Tandis que ces divers travaux occupaient M. Edwards, M. Blanchard et moi ne restions pas inactifs. M. Blanchard avait dignement rempli la mission que lui avaient confiée les administrateurs du Jardin des Plantes. Plus de deux mille espèces d’insectes, représentées par au moins huit mille individus, étaient rangées en ordre dans ses boîtes. Environ cinq cents de ces espèces manquaient aux galeries du Muséum, et trois cents au moins étaient nouvelles pour la science. On voit que notre compagnon avait fait preuve d’activité ; mais, tout en s’acquittant des devoirs que lui imposait sa qualité d’aide-naturaliste chargé de recueillir des échantillons, M. Blanchard n’avait nullement négligé des travaux d’un ordre plus élevé. Lui aussi pouvait regarder avec complaisance ses cartons et ses cahiers de notes. Il rapportait entre autres, sur le système, nerveux des mollusques gastéropodes, un mémoire d’un grand intérêt. Malgré les magnifiques travaux de Cuvier sur ces animaux, il reste encore beaucoup à faire. Leur système nerveux surtout était encore peu connu. Cuvier n’y avait distingué qu’un nombre très limité de ganglions, c’est-à-dire de masses centrales d’où partent les rameaux qui vont dans tout le corps porter la sensibilité et le mouvement. M. Blanchard découvrit dans cet appareil une complication bien inattendue ; il montra que chez certaines espèces ces ganglions se multiplient, et qu’au lieu des cinq ou six reconnus jusqu’à ce jour, il en existait près d’une trentaine.

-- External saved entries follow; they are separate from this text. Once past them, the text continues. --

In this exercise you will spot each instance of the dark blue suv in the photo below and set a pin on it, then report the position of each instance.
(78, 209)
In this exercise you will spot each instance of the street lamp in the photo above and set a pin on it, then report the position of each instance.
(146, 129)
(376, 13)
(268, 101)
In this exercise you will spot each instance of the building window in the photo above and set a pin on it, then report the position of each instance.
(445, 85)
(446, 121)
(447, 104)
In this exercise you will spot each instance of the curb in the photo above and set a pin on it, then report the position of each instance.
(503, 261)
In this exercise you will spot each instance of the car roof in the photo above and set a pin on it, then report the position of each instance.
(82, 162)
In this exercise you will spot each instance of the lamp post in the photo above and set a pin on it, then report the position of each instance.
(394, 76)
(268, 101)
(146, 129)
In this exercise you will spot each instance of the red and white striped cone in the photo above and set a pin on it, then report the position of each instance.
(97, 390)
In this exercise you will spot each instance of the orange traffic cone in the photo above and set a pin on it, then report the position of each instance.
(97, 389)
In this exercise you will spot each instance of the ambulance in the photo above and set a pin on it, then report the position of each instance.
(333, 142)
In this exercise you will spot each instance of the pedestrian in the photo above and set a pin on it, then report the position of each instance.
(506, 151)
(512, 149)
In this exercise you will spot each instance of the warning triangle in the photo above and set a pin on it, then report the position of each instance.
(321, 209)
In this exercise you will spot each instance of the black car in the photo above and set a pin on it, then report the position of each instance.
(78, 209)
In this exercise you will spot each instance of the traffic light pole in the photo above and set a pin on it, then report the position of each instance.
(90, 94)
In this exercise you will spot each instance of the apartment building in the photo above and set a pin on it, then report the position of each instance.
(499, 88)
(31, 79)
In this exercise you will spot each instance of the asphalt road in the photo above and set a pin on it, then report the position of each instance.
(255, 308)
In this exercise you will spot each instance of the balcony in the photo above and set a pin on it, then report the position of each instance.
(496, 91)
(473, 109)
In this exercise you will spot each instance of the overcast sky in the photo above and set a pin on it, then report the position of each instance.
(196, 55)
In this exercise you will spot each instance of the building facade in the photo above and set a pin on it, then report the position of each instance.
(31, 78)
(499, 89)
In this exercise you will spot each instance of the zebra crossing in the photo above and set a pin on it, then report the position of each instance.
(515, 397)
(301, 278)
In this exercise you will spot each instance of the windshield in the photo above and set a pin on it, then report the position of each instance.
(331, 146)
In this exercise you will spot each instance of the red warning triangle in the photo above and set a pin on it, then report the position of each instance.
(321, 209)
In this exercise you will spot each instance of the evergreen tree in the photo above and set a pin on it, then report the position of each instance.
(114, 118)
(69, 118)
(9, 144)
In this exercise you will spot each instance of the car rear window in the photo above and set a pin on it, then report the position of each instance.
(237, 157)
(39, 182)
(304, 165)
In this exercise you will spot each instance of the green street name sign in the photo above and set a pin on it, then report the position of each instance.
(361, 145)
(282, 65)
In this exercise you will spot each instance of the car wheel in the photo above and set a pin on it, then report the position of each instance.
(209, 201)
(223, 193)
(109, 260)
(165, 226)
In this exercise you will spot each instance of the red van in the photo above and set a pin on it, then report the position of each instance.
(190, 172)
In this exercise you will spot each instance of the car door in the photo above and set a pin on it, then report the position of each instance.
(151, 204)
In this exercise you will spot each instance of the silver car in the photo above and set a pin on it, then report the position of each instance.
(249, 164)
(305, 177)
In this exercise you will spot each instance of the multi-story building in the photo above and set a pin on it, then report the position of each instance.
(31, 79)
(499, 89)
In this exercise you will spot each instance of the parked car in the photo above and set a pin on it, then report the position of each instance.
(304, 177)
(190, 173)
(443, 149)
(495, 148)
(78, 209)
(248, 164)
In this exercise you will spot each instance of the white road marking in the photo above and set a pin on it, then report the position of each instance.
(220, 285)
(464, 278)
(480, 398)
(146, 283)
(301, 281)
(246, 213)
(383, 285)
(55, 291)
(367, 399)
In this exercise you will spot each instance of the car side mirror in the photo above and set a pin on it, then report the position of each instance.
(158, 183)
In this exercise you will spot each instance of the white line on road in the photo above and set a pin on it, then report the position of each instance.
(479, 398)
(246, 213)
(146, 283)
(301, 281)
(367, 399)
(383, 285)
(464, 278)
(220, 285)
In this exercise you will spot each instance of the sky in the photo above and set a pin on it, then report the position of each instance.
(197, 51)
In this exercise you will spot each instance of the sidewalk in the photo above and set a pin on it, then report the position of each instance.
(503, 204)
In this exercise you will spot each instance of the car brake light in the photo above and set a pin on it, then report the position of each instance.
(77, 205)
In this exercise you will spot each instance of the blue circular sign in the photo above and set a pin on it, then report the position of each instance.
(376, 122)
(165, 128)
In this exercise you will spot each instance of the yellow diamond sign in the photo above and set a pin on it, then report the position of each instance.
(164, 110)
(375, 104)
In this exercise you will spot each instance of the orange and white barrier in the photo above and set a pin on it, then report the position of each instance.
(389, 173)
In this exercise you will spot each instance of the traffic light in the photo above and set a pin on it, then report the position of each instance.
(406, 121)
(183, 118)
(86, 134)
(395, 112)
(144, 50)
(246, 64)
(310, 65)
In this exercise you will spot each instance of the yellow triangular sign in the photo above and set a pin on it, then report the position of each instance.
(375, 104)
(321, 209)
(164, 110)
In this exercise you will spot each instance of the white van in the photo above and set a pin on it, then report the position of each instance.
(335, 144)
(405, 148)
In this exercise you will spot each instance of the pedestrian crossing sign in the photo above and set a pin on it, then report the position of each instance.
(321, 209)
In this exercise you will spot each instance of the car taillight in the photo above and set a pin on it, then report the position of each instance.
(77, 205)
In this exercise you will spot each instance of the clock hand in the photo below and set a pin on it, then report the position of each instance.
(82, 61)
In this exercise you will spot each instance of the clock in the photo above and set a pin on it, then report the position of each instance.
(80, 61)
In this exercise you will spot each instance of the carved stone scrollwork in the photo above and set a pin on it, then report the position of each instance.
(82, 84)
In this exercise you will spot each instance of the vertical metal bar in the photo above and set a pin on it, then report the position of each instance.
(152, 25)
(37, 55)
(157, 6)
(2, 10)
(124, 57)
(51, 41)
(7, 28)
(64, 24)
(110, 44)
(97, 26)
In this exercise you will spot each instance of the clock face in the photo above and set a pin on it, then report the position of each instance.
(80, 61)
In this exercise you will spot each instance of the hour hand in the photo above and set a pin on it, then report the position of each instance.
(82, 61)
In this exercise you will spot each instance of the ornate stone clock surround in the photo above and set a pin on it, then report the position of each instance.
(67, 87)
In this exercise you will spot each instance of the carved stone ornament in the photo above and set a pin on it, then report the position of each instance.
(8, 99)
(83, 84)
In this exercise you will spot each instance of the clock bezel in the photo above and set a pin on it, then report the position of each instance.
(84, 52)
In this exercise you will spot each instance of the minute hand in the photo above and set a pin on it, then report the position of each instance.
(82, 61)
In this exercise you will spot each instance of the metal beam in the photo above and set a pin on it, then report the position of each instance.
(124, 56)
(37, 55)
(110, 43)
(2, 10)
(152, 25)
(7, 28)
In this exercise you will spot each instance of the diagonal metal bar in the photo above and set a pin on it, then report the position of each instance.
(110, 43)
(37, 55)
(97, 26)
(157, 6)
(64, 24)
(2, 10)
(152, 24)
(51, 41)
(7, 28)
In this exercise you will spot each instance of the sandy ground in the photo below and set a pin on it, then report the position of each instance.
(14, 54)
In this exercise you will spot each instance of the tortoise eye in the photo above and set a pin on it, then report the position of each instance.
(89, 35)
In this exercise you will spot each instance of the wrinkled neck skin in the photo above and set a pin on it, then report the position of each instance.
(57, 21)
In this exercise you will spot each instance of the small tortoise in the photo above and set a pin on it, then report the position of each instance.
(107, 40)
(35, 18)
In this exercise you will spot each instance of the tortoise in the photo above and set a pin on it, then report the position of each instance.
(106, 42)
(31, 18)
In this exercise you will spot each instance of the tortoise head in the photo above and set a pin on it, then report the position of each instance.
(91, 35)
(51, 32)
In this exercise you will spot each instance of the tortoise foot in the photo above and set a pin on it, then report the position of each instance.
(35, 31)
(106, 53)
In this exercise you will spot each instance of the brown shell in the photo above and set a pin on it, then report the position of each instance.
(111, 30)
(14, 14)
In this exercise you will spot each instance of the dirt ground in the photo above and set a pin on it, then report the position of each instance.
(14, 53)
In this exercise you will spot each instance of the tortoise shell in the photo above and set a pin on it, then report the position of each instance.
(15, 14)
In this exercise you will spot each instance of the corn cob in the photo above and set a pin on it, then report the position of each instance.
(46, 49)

Au reste, ce premier travail de M. Blanchard sur le système nerveux des invertébrés a été pour ce naturaliste un point de départ qui l’a conduit à des résultats bien autrement importans. Doué d’une grande sûreté de main et d’une vue de myope qui lui permet de distinguer, sans le secours des instrumens, les filets les plus déliés, il a courageusement entrepris des recherches de même nature sur le système nerveux des insectes, recherches dont l’extrême difficulté a fait reculer la plupart des naturalistes. Ici ses peines ont été récompensées par la découverte d’un système nerveux tout entier, spécialement consacré aux organes de la circulation et de la respiration. C’est là un exemple très remarquable de division dans le travail physiologique, et en même temps une nouvelle preuve que plus on examine de près ces êtres trop dédaignés, plus on reconnaît qu’ils ont aux yeux du Créateur tout autant d’importance que les animaux de grande taille. Déjà les travaux de Lyonnet sur la chenille du saule, ceux de Strauss sur le hanneton, ont montré que la complication organique est tout aussi grande chez les insectes que chez l’éléphant lui-même, et M. Blanchard, en ajoutant encore des faits importans à ceux qu’avaient découverts ses devanciers, a confirmé une fois de plus ce résultat général.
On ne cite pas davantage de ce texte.